Most reports listed the complication occurring after left laparoscopic donor nephrectomy. In our study also, both the cases had undergone left donor nephrectomy. The cause for this finding is not known. It may be incidental as the frequency of left donor nephrectomy is much greater than right donor nephrectomy or this complication is unique to left side. Further inquiries and investigative efforts are needed in this regard.

Chyle leak has been reported after other abdominal surgeries also. Abdominal surgical procedures usually causing chyle leak include Abdominal aortic aneurysm repair (80% of all postsurgical chylous ascites), Retro-peritoneal lymph node dissection, Inferior vena caval resection & Liver transplant [2].

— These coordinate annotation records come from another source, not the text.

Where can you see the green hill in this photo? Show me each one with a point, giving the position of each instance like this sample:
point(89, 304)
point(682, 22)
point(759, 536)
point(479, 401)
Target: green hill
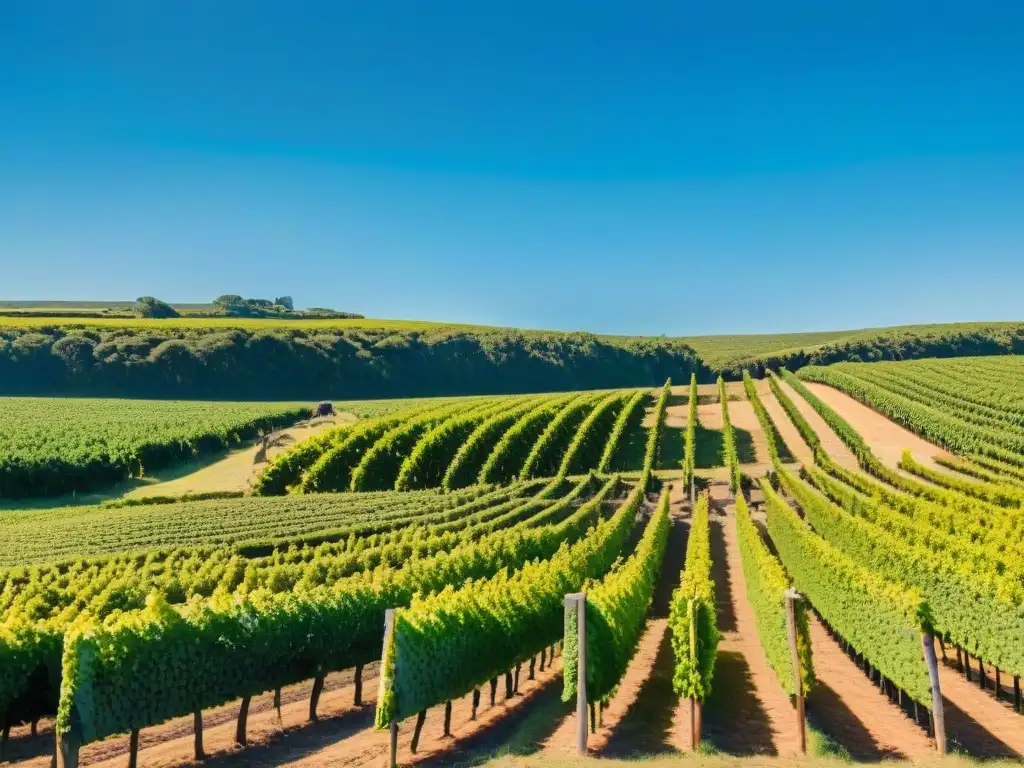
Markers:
point(263, 358)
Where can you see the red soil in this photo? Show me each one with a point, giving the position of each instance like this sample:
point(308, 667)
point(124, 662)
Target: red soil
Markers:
point(833, 445)
point(887, 439)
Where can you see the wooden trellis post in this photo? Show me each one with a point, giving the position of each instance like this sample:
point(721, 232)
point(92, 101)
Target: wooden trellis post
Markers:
point(578, 602)
point(68, 747)
point(798, 677)
point(928, 645)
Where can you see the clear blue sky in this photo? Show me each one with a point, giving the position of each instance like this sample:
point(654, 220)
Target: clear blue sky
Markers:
point(623, 167)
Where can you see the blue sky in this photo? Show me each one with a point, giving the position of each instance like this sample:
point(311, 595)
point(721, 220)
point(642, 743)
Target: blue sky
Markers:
point(676, 167)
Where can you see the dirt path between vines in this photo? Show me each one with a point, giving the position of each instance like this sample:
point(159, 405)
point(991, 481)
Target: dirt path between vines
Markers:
point(639, 717)
point(786, 430)
point(237, 470)
point(886, 438)
point(748, 712)
point(849, 708)
point(975, 720)
point(171, 742)
point(742, 417)
point(833, 445)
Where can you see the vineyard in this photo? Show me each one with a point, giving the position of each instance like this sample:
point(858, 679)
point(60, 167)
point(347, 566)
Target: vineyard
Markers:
point(49, 445)
point(457, 576)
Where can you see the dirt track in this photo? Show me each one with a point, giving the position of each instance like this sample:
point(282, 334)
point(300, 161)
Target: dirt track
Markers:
point(786, 430)
point(748, 712)
point(887, 439)
point(833, 445)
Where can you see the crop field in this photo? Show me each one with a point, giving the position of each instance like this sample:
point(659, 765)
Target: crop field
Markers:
point(55, 446)
point(51, 445)
point(455, 551)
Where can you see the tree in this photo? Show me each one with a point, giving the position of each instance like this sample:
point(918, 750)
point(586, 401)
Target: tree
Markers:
point(228, 300)
point(147, 306)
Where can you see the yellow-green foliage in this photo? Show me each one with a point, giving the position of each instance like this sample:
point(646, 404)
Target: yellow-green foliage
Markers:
point(55, 445)
point(767, 425)
point(730, 458)
point(766, 587)
point(656, 430)
point(690, 449)
point(448, 644)
point(137, 669)
point(882, 620)
point(628, 412)
point(967, 404)
point(616, 609)
point(693, 672)
point(546, 457)
point(975, 592)
point(1001, 494)
point(586, 450)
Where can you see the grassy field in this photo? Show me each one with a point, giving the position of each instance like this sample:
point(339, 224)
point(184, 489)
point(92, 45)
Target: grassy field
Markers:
point(721, 351)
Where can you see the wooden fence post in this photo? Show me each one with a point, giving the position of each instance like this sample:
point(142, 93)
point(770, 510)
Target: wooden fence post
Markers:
point(798, 677)
point(928, 644)
point(393, 744)
point(241, 732)
point(67, 752)
point(133, 749)
point(314, 697)
point(578, 602)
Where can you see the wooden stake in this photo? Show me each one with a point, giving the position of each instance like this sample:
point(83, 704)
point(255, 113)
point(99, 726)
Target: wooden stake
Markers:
point(198, 735)
point(241, 734)
point(133, 749)
point(693, 724)
point(578, 602)
point(928, 645)
point(798, 678)
point(314, 696)
point(419, 727)
point(698, 708)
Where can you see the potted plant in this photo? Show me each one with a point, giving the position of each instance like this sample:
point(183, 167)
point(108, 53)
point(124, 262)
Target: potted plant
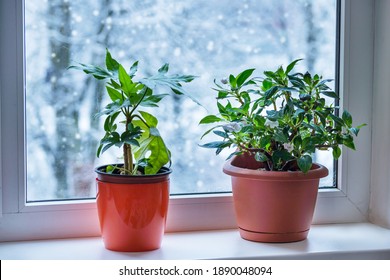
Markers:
point(132, 197)
point(275, 124)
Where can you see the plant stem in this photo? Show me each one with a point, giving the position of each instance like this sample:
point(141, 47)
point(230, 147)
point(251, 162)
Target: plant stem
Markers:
point(127, 154)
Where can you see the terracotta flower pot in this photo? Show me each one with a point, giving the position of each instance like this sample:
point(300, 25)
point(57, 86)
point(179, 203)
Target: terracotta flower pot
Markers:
point(132, 210)
point(273, 206)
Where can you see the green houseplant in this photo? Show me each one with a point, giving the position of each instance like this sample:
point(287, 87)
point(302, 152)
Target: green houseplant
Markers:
point(132, 197)
point(276, 123)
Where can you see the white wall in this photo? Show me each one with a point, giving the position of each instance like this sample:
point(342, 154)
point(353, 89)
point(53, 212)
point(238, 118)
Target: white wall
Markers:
point(380, 176)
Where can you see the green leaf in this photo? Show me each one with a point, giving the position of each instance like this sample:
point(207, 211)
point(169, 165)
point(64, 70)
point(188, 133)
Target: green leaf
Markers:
point(149, 119)
point(339, 121)
point(243, 76)
point(305, 163)
point(347, 118)
point(232, 81)
point(125, 80)
point(159, 156)
point(210, 119)
point(336, 152)
point(280, 136)
point(111, 64)
point(114, 94)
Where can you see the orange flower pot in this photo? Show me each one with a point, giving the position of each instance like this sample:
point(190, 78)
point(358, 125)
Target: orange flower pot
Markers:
point(273, 206)
point(132, 210)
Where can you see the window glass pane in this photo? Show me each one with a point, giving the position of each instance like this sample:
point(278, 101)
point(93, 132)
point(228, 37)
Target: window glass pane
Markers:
point(210, 39)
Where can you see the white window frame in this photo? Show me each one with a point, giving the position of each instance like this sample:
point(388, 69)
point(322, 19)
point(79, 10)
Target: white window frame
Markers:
point(21, 221)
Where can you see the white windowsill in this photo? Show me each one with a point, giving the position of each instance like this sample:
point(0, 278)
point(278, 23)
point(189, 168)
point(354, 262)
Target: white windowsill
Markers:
point(333, 241)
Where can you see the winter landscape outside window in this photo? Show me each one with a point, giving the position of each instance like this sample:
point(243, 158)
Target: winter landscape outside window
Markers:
point(209, 39)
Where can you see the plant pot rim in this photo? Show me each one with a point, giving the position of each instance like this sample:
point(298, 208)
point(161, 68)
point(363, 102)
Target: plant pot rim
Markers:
point(162, 175)
point(317, 171)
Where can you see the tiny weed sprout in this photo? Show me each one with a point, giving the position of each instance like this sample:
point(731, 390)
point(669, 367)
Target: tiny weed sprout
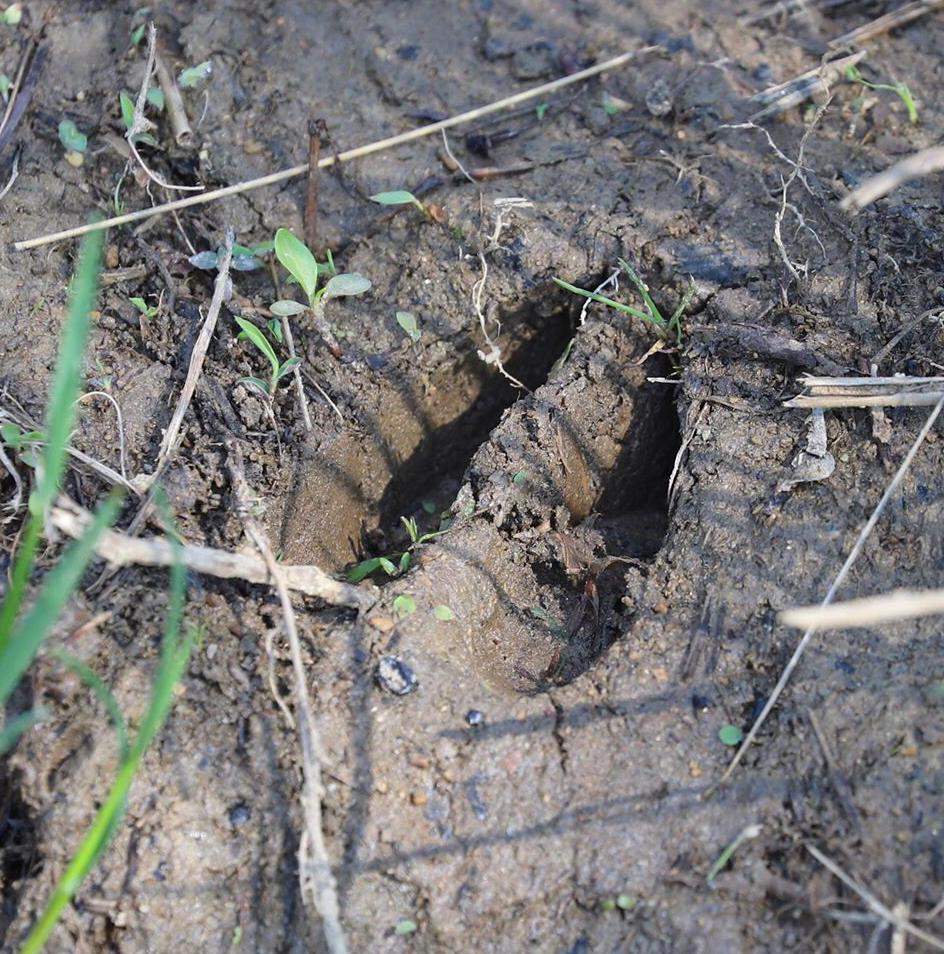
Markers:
point(297, 258)
point(127, 117)
point(901, 90)
point(396, 564)
point(404, 605)
point(193, 76)
point(71, 138)
point(398, 197)
point(407, 321)
point(278, 369)
point(146, 310)
point(730, 735)
point(12, 15)
point(668, 330)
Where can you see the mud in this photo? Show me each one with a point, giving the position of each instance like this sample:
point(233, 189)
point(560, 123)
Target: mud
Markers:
point(616, 550)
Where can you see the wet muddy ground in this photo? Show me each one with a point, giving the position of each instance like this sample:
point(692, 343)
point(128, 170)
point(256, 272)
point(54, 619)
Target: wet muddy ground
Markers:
point(556, 748)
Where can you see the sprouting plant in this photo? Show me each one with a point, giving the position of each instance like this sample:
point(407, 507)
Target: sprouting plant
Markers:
point(244, 259)
point(302, 266)
point(127, 117)
point(146, 310)
point(901, 90)
point(668, 330)
point(71, 138)
point(193, 76)
point(402, 197)
point(12, 15)
point(407, 321)
point(279, 369)
point(396, 564)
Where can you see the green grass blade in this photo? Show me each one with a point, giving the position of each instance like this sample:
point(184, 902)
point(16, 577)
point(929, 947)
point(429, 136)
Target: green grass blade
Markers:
point(16, 726)
point(175, 655)
point(643, 290)
point(596, 296)
point(59, 585)
point(60, 416)
point(104, 694)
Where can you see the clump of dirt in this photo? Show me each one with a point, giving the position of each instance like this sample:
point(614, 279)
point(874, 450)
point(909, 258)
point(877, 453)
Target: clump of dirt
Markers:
point(605, 597)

The cause of chyle leak following donor nephrectomy is not exactly known. Chyle leak has been increasingly reported in the recent past, indicating the possible role of inadequate control of perivascular lymphatics during nephrectomy performed by minimally invasive techniques where energy sources like harmonic, LigaSure, and electrocautery are used. These modalities may not be as effective in control of lymphatics as suture ligation or clipping as suggested by Nishizawa et al. with respect to chylous ascites following laparoscopic radical nephrectomy [3].

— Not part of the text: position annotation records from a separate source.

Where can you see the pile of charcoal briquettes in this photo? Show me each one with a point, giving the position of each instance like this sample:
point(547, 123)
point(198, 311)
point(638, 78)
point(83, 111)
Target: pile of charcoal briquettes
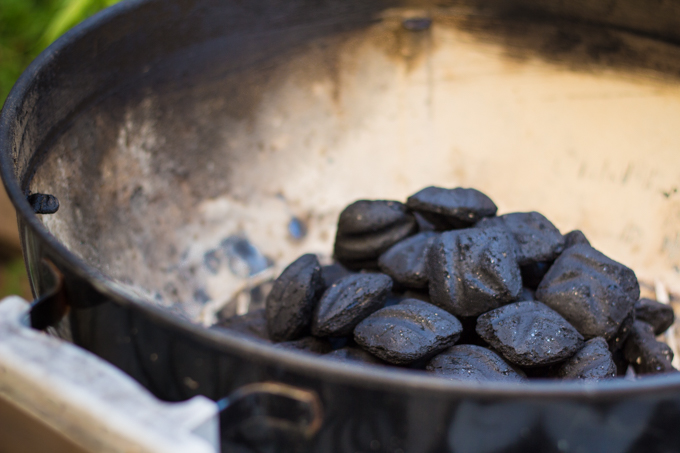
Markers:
point(443, 284)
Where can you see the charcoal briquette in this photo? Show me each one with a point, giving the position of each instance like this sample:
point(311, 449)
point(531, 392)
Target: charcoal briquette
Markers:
point(618, 340)
point(448, 209)
point(473, 363)
point(533, 273)
point(348, 301)
point(645, 353)
point(366, 229)
point(252, 324)
point(527, 294)
point(593, 362)
point(529, 334)
point(594, 293)
point(408, 331)
point(406, 261)
point(536, 238)
point(333, 272)
point(658, 315)
point(291, 302)
point(472, 271)
point(351, 354)
point(307, 344)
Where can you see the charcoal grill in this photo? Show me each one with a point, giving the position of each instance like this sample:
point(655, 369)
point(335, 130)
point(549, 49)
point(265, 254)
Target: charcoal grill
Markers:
point(198, 146)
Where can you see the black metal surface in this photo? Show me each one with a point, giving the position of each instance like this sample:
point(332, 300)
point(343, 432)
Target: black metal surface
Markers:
point(365, 409)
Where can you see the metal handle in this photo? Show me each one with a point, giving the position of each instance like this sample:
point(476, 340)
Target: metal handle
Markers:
point(91, 402)
point(294, 413)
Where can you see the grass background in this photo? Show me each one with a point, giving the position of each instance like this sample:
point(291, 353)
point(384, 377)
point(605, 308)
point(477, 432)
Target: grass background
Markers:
point(27, 27)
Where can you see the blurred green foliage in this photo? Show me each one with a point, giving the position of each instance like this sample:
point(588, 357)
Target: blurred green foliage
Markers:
point(28, 26)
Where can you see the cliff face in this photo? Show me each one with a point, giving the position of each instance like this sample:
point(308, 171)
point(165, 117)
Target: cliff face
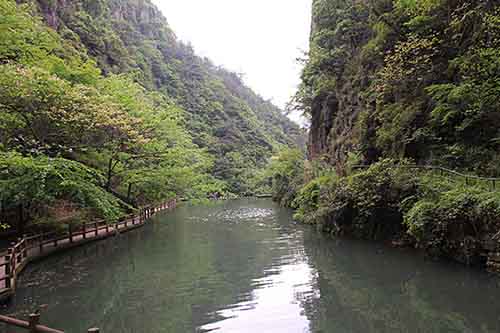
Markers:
point(404, 79)
point(234, 124)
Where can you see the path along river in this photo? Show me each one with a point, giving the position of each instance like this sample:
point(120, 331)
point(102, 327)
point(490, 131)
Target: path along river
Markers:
point(245, 266)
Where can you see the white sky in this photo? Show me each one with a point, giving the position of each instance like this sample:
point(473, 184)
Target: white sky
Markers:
point(260, 38)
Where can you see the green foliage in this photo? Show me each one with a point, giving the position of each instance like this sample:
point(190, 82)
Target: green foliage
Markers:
point(71, 137)
point(405, 79)
point(307, 201)
point(367, 204)
point(454, 222)
point(37, 183)
point(222, 116)
point(286, 171)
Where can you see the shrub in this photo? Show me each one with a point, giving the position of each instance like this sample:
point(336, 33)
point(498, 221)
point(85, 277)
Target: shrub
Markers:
point(454, 223)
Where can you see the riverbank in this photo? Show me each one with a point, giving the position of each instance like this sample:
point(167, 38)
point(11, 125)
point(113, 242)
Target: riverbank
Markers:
point(232, 266)
point(442, 212)
point(33, 248)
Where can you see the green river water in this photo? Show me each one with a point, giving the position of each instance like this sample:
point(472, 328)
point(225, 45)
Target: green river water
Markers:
point(245, 266)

Treatment options in patients with postoperative chylous ascites primarily involve conservative management in the form of dietary modifications. Constant loss of protein and lymphocytes may cause nutritional and immunological disturbances. The major bulk of fat in diet should comprise of free fatty acids and medium chain triglycerides as these are absorbed directly from the gut into the portal venous circulation. Total parenteral nutrition (TPN) is required in cases who do not respond to dietary modifications. Essential fatty acids and fat soluble vitamins need to be supplemented. Somatostatin has been shown to be effective in one study [4]. Other options in refractory cases include exploration with ligation/clipping of disrupted lymph vessels, application of fibrin glue, povidone-iodine instillation, or placement of peritoneovenous shunt [5, 6].

4. Conclusion

Chyle leak following donor nephrectomy may be prevented by meticulous surgical dissection and clipping/ligating all the lymphatic tissue around the renal vessels. It can be managed with conservative treatment in most of the cases.

Informed consent was obtained from the patients.